For practical purposes, the sealing and stain question or comparison is not really an issue. That is... there isn't necessarily a clear advantage unless you compare a granite that is very porous and stains easy. There aren't many like this.
General cleaning is essentially the same. Using a quality stone cleaner
is best for both granite and/or quartz countertops. Granite will take the heat better
than man-made stone. Quartz can take hot pans pretty well, but the risk of burning quartz is greater.
Neither surface will scratch. Both are resistant to chemical damage, however, granite will typically tolerate accidental harsh chemical exposure better.
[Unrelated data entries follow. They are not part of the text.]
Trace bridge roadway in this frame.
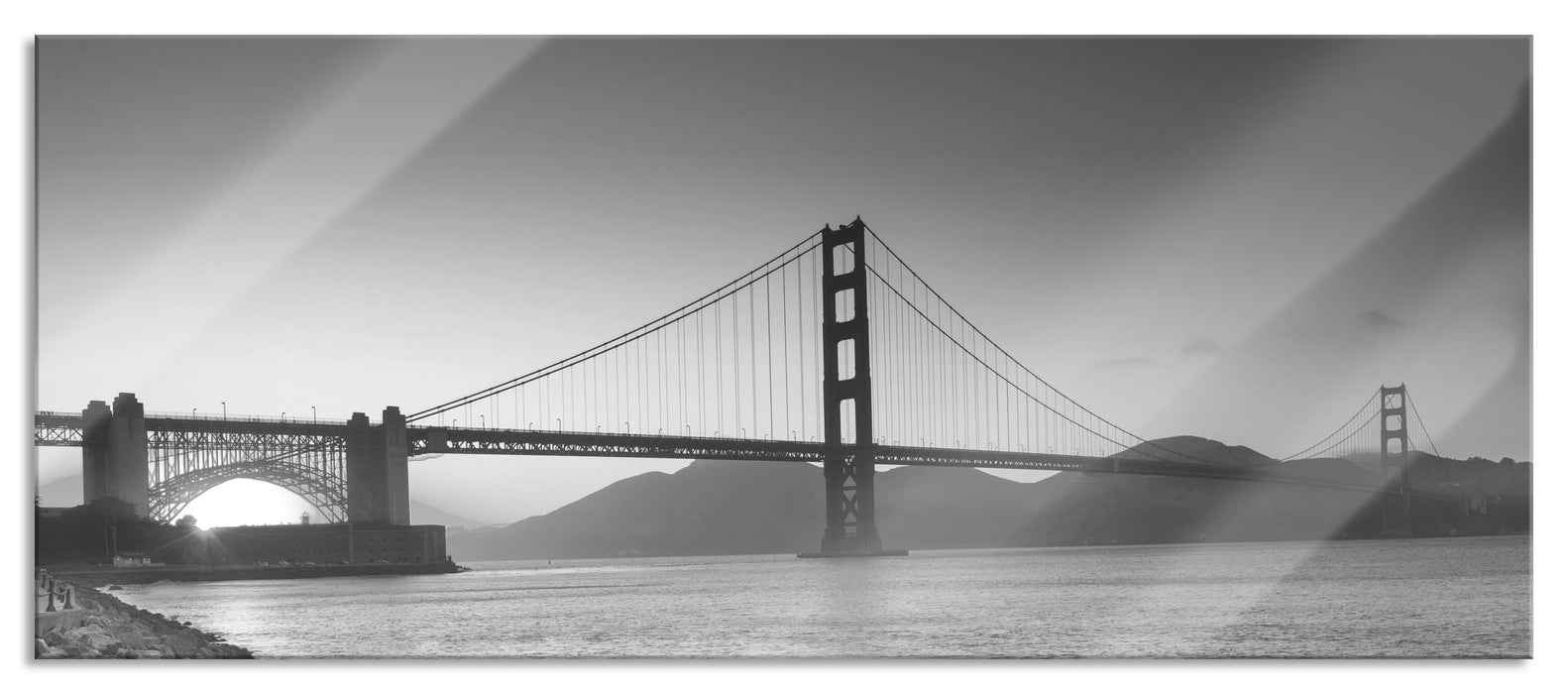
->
[35,411,1404,496]
[407,427,1399,493]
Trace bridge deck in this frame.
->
[35,413,1410,496]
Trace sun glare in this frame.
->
[178,479,323,529]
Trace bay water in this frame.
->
[116,537,1532,658]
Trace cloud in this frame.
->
[1099,357,1154,369]
[1356,309,1409,330]
[1180,334,1220,355]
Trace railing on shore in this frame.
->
[33,568,77,613]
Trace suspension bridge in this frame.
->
[35,218,1441,556]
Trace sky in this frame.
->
[36,38,1532,521]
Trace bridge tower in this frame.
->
[822,217,881,554]
[1380,383,1411,537]
[81,393,149,517]
[343,406,407,526]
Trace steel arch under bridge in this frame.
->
[148,430,348,522]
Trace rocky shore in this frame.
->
[33,586,251,659]
[51,562,464,586]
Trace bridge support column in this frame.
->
[381,406,407,526]
[1380,383,1414,538]
[822,218,881,556]
[81,401,113,504]
[81,393,148,519]
[343,406,409,526]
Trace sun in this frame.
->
[178,479,324,529]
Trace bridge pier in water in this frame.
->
[81,393,151,517]
[800,217,908,557]
[1379,383,1414,538]
[345,406,409,526]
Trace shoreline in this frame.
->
[33,583,256,659]
[46,562,463,586]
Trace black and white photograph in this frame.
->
[24,23,1551,671]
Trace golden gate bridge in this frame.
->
[35,218,1444,556]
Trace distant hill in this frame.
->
[447,436,1528,560]
[38,474,81,508]
[447,460,1072,560]
[407,500,490,527]
[1118,436,1275,466]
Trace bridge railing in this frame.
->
[145,411,350,424]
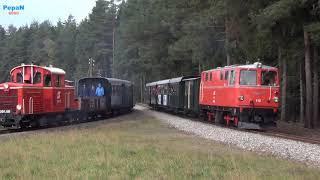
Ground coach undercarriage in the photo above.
[201,106,276,129]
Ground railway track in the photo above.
[259,130,320,145]
[148,104,320,145]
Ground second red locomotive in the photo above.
[0,64,134,129]
[147,63,280,129]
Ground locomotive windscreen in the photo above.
[240,70,257,86]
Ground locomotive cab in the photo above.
[200,63,280,129]
[0,64,77,128]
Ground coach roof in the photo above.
[10,64,66,75]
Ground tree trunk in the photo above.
[300,62,305,122]
[140,75,144,103]
[225,17,231,66]
[313,47,319,127]
[278,46,287,121]
[304,30,313,128]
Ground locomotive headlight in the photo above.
[239,96,244,101]
[17,104,22,111]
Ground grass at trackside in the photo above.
[0,112,320,179]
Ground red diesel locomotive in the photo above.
[146,63,280,129]
[0,64,134,129]
[0,64,78,128]
[199,63,280,129]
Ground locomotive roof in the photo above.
[146,76,197,87]
[79,77,132,85]
[204,62,277,72]
[10,64,66,75]
[106,78,132,84]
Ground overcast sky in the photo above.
[0,0,96,28]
Quartz countertops (lighter colors and especially whites) can be easily discolored by rather common chemicals like bleach.The one kicker
is that granite can almost always be repaired while man-made stone damage is often permanent, which gives a slight edge to granite in this department.
Style: Man-Made Stone vs. Granite Colors
For my tastes and many in the design world, quartz patterns tend to look very uniform and man-made. Man-made stone doesn't possess the allure and unique colors, depth, textures or patterns of granite.
To be fair, most quartz countertop makers have rather recently introduced many new colors and patterns that are a leap beyond their original stylings. Some are truly gorgeous.
So, a greater variety of choices using modern and attractive colors with more "natural" patterns has closed the style gap with granite quite a bit.
Of course, color and pattern preference is a matter of personal taste, so there is no real "winner" in this category except that granite still offers many more options.
Bottom Line... Which is Best?
Differences, pros, and cons do exist, but none is significant enough to definitively elevate one material over the other.
I know the desire is to crown a clear winner and some marketing messages make it seem as if there is one, but an objective evaluation reveals otherwise. Practically speaking, it's an even match
One thing for certain though, is that both man-made stone and granite are at the top of the list when comparing all other countertop materials. These are clearly the two best choices. Both make excellent kitchen countertops.
When comparing all factors, man-made stone is slightly
less durable/repairable than granite, so I always lean toward granite.
However, no surface is perfect and potential problems can occur with either material. Or you could go a lifetime without any issue. The best choice boils down to
your personal color and pattern preference. And that's a win for you.
It's the fun part! You can focus on colors and patterns and choose whichever one has the look you love the most for your kitchen design.
If you find that perfect granite color, then great... go for it.
But, if a Cambria or other quartz color catches your eye, then I wouldn't talk you out of it and you can rest easy with confidence that a quartz countertop will serve you just as well.
I would shy away from choosing a white quartz countertop since these tend to have the most problems with stains. Likewise with granite, choose wisely by performing the water / lemon juice test to ensure a durable, quality slab.